Integrins are crucial for the ability of cells to sense mechanical perturbations and to transmit intracellular stress to their environment. We here review the more recently discovered role of integrins in activating the pleiotrophic cytokine transforming growth factor beta 1 (TGF-β1). TGF-β1 controls tissue homeostasis in embryonic and normal adult tissues and contributes to the development of fibrosis, cancer, autoimmune and vascular diseases when being mis-regulated. In most of these conditions, active TGF-β1 is generated by dissociation from a large latent protein complex that sequesters latent TGF-β1 in the extracellular matrix (ECM). Two main models are proposed how integrins contribute to latent TGF-β1 activation: (1) In a protease-dependent mechanism, integrins αvβ8 and αvβ3 are suggested to simultaneously bind the latent TGF-β1 complex and proteinases. This close vicinity at the cell surface improves enzymatic cleavage of the latent complex to release active TGF-β1. (2) Integrins αvβ3, αvβ5, αvβ6, and αvβ8 appear to change the conformation of the latent TGF-β1 complex by transmitting cell traction forces. This action requires association of the latent complex with a mechanically resistant ECM and is independent from proteolysis. Understanding that different integrins use different mechanisms to activate latent TGF-β1 opens new possibilities to develop cell-specific therapeutic strategies for TGF-β1-induced pathologies.

Introduction

One of the most intriguing features of actin-associated adhesions is the adaptation of their morphology, composition and function to mechanical perturbation. It appears that mechanical stress already intervenes on the level of activation of single integrins, the basic components of a transmembrane contact with the extracellular matrix (ECM). Integrins are αβ heterodimers assembled from 18 different α and 8 distinct β subunits that combine to 24 currently identified cell receptors in mammals binding to different ECM proteins (Hynes, 2002; Luo et al., 2007; Sheppard, 2000). In addition, integrins have been shown to interact with cell surface ligands, transmembrane proteins, soluble proteases, pathogens, and growth factors (van der Flier and Sonnenberg, 2001). Their crucial role in a plethora of biological processes is appreciated from the pathological consequences following integrin defects (Bosserhoff, 2006; Danen and Sonnenberg, 2003) and from the often severe phenotypes of integrin subunit knockout animals (Bouvard et al., 2001; De Arcangelis and Georges-Labouesse, 2000; Hynes, 2002). It is evident that integrins are more than simple anchors with the ECM; they act as bidirectional cell receptors receiving and transmitting signals from both sides of the plasma membrane, a property generally referred to as inside-out and outside-in signaling (Calderwood, 2004; Ginsberg et al., 2005; Luo et al., 2007; Schwartz, 2001).
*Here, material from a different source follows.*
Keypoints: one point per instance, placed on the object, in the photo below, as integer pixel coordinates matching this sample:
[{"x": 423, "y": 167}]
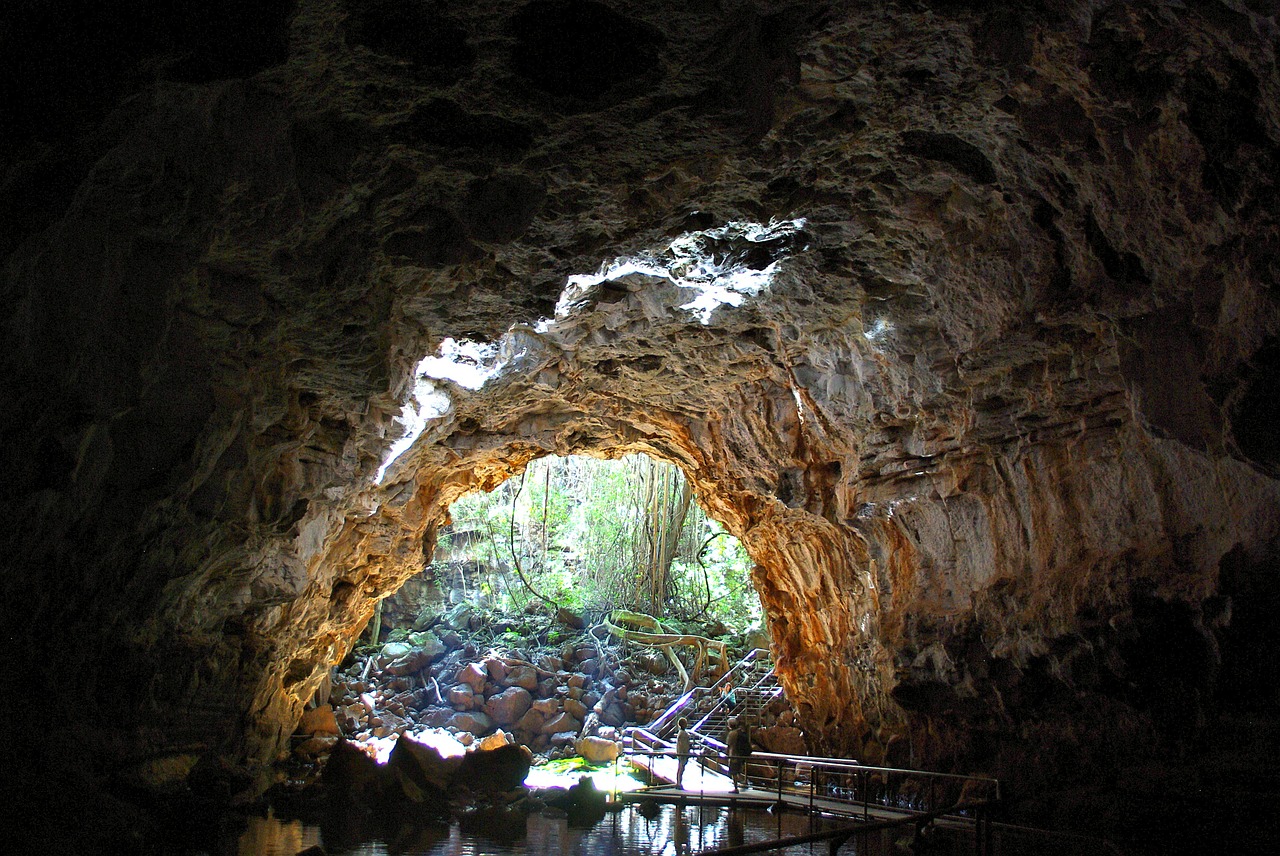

This signaling role becomes clear from the mechanosensitive maturation of adhesion structures. To resist forces that are million times stronger than the individual molecular bond, cells reinforce their adhesions by triggering a cascade of maturation events, starting with integrin clustering into nascent adhesions that further develop into focal complexes when associating with actin filaments (Galbraith et al., 2007). Increasing intracellular stress that needs to be balanced by a mechanically resistant substrate leads to the development of contractile cytoplasmic stress fibers and enlargement of focal complexes into focal adhesions (Bershadsky et al., 2006). Different theories have been established to explain the nature of the stress sensor(s) within adhesion structures and of the signal generator(s) that convert mechanical into biochemical cues (Bershadsky et al., 2006; Giannone and Sheetz, 2006). One of these models predicts the presence of cytosolic proteins within the adhesion plaque that act as molecular switches and change their conformation/activation state when force is applied (Giannone and Sheetz, 2006).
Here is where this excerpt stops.